The company was created in 1997. The master of our farm and the daily and meticulous control of our fish allow us to process some of the best french caviar all year long.
We farm our own land. Our qualified technicians and engineer's professionalism, with a very stable environment allow to our fish to grow in optimal conditions.
Our fish, the Ascipenser baerii, is a sturgeon from the siberian lakes, which one was introduced in France over 30 years ago. This sturgeon has the characteristic that it can grows and develops excusively in fresh water.
In our country this fish becomes mature after about seven years. Only at this age are the precious sturgeon’s roes collected. Extracted with a rigorous process from the female’s belly, they represent between 9 to 18% of the mass of the fish. This caviar is named naturally the baerii caviar.
The process of producing Perle Noire Caviar is a delicate one , which requires numerous steps. All these steps are realized in our factory respecting all E.U. standards in terms of hygiene and respect a high performance traceability.
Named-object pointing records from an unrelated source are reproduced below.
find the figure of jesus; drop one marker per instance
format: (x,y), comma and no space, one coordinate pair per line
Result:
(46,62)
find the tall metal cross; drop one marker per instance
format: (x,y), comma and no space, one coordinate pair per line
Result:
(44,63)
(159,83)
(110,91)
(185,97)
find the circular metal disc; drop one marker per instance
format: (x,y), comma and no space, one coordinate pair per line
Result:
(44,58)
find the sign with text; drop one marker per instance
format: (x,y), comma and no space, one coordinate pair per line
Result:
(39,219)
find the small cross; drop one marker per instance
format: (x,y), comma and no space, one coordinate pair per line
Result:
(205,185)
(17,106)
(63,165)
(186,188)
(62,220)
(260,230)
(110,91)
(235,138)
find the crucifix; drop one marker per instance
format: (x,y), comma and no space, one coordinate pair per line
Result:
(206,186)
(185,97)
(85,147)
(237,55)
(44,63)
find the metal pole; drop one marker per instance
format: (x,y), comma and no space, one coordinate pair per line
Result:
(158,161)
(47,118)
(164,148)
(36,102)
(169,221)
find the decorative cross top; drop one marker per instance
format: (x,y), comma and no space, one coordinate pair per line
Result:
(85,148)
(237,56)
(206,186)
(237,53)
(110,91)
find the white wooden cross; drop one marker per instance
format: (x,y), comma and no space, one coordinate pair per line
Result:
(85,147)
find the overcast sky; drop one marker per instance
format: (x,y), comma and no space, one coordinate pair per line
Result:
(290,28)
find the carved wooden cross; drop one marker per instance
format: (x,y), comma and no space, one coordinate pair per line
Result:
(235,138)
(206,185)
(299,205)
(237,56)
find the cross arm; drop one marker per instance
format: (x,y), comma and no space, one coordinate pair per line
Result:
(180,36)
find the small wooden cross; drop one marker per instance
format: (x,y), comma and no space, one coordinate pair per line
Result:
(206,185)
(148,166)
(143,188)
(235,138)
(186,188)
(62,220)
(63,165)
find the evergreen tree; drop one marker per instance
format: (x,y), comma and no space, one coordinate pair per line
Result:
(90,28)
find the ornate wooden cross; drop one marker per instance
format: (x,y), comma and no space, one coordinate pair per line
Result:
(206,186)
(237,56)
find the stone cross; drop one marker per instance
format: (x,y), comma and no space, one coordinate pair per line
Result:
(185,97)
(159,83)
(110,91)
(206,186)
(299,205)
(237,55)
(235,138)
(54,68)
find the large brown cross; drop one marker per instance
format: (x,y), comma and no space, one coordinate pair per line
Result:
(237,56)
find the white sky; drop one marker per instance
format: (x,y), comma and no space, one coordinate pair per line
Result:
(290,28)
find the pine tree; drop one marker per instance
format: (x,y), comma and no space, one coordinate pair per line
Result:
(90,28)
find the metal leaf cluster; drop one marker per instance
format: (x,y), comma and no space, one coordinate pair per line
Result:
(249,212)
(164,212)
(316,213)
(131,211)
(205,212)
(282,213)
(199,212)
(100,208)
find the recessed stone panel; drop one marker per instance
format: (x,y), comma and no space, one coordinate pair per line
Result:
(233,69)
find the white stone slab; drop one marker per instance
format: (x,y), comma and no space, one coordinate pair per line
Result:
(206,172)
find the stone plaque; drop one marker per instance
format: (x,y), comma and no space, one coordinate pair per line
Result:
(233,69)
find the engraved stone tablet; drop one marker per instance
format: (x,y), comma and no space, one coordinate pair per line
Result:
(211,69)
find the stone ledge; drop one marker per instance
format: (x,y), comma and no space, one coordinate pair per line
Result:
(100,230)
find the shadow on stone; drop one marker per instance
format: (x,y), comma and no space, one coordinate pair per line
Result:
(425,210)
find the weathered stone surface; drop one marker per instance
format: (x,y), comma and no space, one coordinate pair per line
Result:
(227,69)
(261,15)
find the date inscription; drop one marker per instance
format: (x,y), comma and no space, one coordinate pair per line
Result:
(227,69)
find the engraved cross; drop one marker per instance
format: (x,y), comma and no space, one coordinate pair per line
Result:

The roes are extracted from the the sturgeon female’s belly at a very specific stage in maturity. Then they are sieved. washed, drained and sorted according to their size, their color, and firmness, and then seasoned with very pure salts finely measured, and finally packed in 1 or 1.8 kg tins to be maturated. This maturation, period from 2 weeks to 12 months according to the desiderated taste. This will allow the development of its flavor. Our salt content is very low (according to the traditional Malossol processing) for a better flavour.
Then the caviar is canned in small traditional tins or in weighted vaccum tins.